Cathy:             An artist is an artist. They have whatever creative reign and license they wish to have. Addverbs’ work is almost exclusively captive audience. In that case, I feel I have more of a responsibility to respect the fact that they may not have had a choice to be there. I don’t wish to dump on them. Sometimes people use theater and arts in a magical, wonderful way to move them through an issue.

They are giving voice to that abuse or that story or that … however big or small it may seem to anybody else, it doesn’t matter. It’s their own journey and their own story. Honestly, some of that probably should either stay in your diary or stay with your therapist or invite a close group of friends who are confronting and are okay holding witness in that space. There is stuff that sometimes abusive on audience. I’m uncomfortable with that as an artist myself.

Dr. Lisa:          Cathy, how can people find out about Addverb?

Cathy:             Addverb is spelled with two Ds. You should know that because it’s adding the verb. We’re at the University of New England. We’re at the quick link page. I’ve got a blog that I’m keeping up with right now which chronicling our translation of the play “You’re the Man” into Australian. It’s about to be used down under in a statewide initiative in Victoria which is very, very exciting. Yes, it meant I had to go there.

Online is a great place to find us. You’ll find some great book trailers that students have created about Out and Allied and they’ve got lots of resources. Please come find us, volunteer, get on our mailing list, send us money, whatever you like.

Dr. Lisa:          They can also watch the TEDx that you go talk.

Cathy:             Yes. That’s kind of embarrassing but yes you could.

Dr. Lisa:          I’ve watched it. I think it’s worth paying attention to. I know you have your talk and then you also have a bit of I guess it’s a portion of one of the plays that you do.

Cathy:             Yeah, two plays are featured in there. It’s embarrassing because that work is meant to be without me. I’m not used to putting myself front and center. I stand at the side of the work and monitor it. It’s really not about me.

Dr.

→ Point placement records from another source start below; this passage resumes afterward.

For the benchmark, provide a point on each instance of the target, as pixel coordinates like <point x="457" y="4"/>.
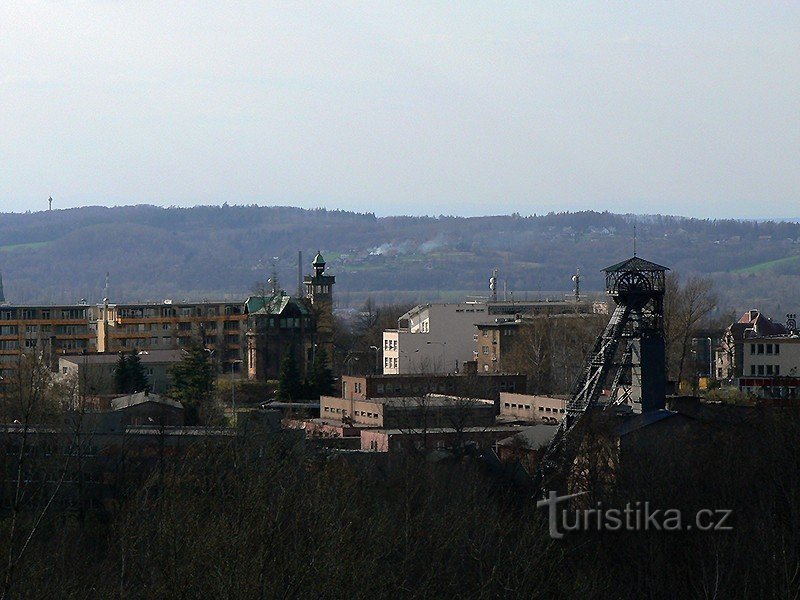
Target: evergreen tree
<point x="320" y="379"/>
<point x="193" y="382"/>
<point x="129" y="374"/>
<point x="137" y="376"/>
<point x="121" y="374"/>
<point x="290" y="387"/>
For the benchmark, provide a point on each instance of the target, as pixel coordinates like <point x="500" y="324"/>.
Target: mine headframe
<point x="630" y="350"/>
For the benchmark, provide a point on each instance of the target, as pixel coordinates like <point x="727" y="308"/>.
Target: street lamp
<point x="376" y="357"/>
<point x="409" y="358"/>
<point x="442" y="344"/>
<point x="233" y="390"/>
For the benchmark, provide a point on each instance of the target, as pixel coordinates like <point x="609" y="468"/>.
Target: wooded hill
<point x="219" y="252"/>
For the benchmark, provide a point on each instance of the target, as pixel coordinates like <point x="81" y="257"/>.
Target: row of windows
<point x="765" y="348"/>
<point x="765" y="369"/>
<point x="138" y="312"/>
<point x="528" y="407"/>
<point x="45" y="314"/>
<point x="343" y="411"/>
<point x="514" y="405"/>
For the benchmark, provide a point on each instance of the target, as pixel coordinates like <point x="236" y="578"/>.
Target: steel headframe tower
<point x="631" y="347"/>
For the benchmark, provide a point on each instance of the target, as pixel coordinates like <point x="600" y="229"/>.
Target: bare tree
<point x="687" y="306"/>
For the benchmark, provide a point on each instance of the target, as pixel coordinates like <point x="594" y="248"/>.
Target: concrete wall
<point x="536" y="409"/>
<point x="438" y="338"/>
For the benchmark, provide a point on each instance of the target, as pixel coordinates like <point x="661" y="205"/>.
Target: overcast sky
<point x="464" y="108"/>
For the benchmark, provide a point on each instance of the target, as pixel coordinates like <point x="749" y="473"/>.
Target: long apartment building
<point x="219" y="326"/>
<point x="53" y="330"/>
<point x="75" y="328"/>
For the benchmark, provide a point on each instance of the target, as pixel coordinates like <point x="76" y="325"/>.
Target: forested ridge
<point x="215" y="252"/>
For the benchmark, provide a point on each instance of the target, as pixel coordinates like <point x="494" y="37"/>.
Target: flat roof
<point x="145" y="356"/>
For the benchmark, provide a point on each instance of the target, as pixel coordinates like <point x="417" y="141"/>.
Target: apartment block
<point x="52" y="330"/>
<point x="218" y="326"/>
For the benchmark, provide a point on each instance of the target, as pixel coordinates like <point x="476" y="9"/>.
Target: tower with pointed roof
<point x="319" y="293"/>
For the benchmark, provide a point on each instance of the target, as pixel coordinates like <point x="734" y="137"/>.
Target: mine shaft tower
<point x="631" y="349"/>
<point x="637" y="323"/>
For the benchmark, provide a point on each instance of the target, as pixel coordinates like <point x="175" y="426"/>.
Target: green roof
<point x="272" y="305"/>
<point x="635" y="264"/>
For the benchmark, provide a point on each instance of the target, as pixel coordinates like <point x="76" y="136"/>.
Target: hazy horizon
<point x="670" y="108"/>
<point x="789" y="219"/>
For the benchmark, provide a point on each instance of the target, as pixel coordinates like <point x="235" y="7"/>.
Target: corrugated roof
<point x="273" y="305"/>
<point x="533" y="437"/>
<point x="643" y="420"/>
<point x="141" y="398"/>
<point x="635" y="264"/>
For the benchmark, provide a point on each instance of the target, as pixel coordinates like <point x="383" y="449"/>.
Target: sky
<point x="462" y="108"/>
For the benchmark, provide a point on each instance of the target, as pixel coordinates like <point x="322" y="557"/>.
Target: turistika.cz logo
<point x="636" y="516"/>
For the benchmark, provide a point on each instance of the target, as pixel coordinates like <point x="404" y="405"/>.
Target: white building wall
<point x="768" y="357"/>
<point x="438" y="339"/>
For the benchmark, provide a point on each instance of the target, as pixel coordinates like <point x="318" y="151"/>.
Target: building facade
<point x="473" y="385"/>
<point x="278" y="323"/>
<point x="432" y="338"/>
<point x="771" y="367"/>
<point x="729" y="360"/>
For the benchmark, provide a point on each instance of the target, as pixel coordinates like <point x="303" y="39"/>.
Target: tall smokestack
<point x="299" y="273"/>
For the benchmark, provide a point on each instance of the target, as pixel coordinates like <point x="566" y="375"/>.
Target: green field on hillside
<point x="23" y="246"/>
<point x="754" y="269"/>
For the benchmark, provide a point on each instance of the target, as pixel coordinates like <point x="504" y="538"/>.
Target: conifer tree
<point x="320" y="379"/>
<point x="193" y="382"/>
<point x="290" y="386"/>
<point x="129" y="374"/>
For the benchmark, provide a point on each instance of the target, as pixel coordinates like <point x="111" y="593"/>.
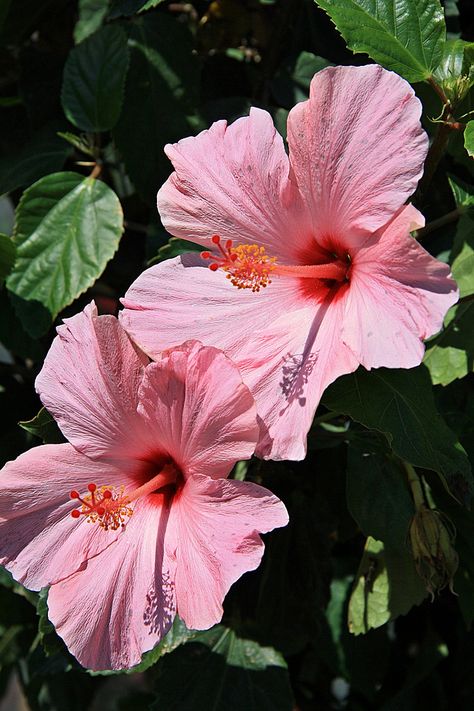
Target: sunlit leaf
<point x="67" y="228"/>
<point x="406" y="36"/>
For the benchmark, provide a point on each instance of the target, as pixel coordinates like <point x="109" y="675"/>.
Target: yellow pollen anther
<point x="107" y="505"/>
<point x="247" y="265"/>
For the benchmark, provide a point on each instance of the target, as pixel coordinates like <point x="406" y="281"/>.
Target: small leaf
<point x="94" y="80"/>
<point x="406" y="36"/>
<point x="67" y="228"/>
<point x="469" y="138"/>
<point x="219" y="670"/>
<point x="400" y="404"/>
<point x="91" y="15"/>
<point x="173" y="248"/>
<point x="386" y="586"/>
<point x="44" y="426"/>
<point x="450" y="355"/>
<point x="7" y="256"/>
<point x="377" y="496"/>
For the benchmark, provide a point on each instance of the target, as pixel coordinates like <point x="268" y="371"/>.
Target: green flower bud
<point x="431" y="536"/>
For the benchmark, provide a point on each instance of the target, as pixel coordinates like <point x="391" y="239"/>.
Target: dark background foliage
<point x="97" y="88"/>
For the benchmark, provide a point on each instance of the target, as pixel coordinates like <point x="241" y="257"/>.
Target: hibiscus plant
<point x="237" y="355"/>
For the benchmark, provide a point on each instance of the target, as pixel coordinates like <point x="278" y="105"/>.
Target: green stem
<point x="415" y="485"/>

Lisa:          We thank you for joining us today because today it is about you and it is about the work that you’ve done with Addverb. Like I said, I appreciate the spotlight that you’ve been able to shine on issues such as domestic violence and eating disorders.

Cathy:             Thanks.

Dr. Lisa:          I encourage people to go take a look at what you’re doing.

Cathy:             Thanks. We’d love to take a show to anybody’s community. Let us know.